Geledah 5 Lokasi, KPK Sita Dokumen Proyek Terkait Kasus Bupati Kutai Timur Plt Juru Bicara KPK Ali Fikri. (Antara/Benardy Ferdiansyah)

MerahPutih.com - Komisi Pemberantasan Korupsi (KPK) menggeledah sekitar lima lokasi di Kutai Timur, Jumat (10/7).

Penggeledahan terkait kasus dugaan suap terkait proyek-proyek di Pemerintah Kabupaten Kutai Timur yang menjerat Bupati Ismunandar dan istrinya Encek Unguria R Firgasih yang merupakan Ketua DPRD Kutai Timur.

Baca Juga:

KPK Periksa Kakak Buronan Penyuap Nurhadi

Plt Juru Bicara KPK Ali Fikri mengatakan, lima tempat yang digeledah antara lain, rumah tersangka Kepala Bapenda Musyaffa; rumah atau kantor rekanan milik Aditya Maharani; rumah rekanan Deki Ariyanto; rumah staf Aditya, Lila Mei Puspita dan staf CV Bulanta, Sesthy. Dari penggeledahan tersebut, KPK menyita sejumlah dokumen.

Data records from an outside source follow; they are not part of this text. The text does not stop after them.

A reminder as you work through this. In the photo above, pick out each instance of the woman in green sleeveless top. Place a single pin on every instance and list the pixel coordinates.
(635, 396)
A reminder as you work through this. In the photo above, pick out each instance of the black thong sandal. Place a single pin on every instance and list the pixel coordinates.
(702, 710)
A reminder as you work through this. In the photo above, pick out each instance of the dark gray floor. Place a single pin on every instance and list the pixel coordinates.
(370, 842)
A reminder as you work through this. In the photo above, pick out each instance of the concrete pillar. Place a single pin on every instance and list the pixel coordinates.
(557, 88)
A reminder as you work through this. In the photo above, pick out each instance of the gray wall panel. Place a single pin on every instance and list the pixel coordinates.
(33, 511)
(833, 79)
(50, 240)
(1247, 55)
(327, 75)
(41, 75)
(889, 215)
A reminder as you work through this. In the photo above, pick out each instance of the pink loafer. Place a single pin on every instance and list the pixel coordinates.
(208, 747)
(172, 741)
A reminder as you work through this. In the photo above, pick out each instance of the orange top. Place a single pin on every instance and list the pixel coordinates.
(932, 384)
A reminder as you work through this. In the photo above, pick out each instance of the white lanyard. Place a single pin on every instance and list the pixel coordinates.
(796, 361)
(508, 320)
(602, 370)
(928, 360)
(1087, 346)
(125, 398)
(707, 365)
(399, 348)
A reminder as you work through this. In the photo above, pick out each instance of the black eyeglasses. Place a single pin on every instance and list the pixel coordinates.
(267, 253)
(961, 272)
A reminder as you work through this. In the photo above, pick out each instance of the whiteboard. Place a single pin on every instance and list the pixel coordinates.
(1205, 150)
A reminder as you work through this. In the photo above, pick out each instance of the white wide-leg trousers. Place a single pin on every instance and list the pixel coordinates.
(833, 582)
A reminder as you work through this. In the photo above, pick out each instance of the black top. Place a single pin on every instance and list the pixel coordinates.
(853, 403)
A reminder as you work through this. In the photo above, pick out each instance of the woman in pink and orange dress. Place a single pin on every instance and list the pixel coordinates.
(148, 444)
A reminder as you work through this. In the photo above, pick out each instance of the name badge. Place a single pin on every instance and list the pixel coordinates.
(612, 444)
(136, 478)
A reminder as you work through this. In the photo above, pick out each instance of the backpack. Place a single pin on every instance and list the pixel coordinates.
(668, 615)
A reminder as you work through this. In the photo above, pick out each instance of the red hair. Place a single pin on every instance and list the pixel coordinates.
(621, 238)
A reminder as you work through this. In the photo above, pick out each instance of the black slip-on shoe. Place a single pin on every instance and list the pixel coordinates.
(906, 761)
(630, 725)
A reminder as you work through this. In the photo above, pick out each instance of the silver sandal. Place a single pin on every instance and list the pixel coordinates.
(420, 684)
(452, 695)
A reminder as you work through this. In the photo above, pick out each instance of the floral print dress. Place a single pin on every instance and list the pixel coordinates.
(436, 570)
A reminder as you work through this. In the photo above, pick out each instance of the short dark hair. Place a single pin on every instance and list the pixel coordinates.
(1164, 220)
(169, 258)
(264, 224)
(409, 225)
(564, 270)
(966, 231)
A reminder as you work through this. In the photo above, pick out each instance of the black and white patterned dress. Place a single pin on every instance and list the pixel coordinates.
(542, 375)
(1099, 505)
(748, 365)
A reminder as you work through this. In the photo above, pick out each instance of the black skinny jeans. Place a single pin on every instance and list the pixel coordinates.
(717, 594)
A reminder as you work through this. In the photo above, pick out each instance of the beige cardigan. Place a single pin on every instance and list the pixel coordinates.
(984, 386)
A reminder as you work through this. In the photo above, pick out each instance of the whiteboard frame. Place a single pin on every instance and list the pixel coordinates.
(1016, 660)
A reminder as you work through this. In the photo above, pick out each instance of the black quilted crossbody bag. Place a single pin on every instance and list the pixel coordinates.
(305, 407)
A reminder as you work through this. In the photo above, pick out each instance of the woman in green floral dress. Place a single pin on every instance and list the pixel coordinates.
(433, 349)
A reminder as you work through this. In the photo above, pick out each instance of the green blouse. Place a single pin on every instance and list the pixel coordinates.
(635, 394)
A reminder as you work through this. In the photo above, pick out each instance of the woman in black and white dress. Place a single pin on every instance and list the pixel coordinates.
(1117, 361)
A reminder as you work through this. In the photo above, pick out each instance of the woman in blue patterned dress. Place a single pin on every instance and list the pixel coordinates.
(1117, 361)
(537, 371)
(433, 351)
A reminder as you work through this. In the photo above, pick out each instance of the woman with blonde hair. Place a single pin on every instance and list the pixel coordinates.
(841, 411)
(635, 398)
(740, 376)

"Di lima tempat tersebut, penyidik KPK melakukan penggeledahan dan penyitaan berbagai macam dokumen-dokumen yang terkait dengan perkara," kata Ali saat dikonfirmasi, Jumat (10/7).

Logo KPK. (Antara/Benardy Ferdiansyah)
Logo KPK. (Antara/Benardy Ferdiansyah)

Sebelumnya, tim penindakan KPK juga sudah menggeledah 10 lokasi dan menyita dokumen-dokumen proyek, sejumlah uang dan catatan-catatan penerimaan uang. Saat ini, kata Ali, pihaknya masih melakukan penghitungan terhadap uang yang disita tersebut.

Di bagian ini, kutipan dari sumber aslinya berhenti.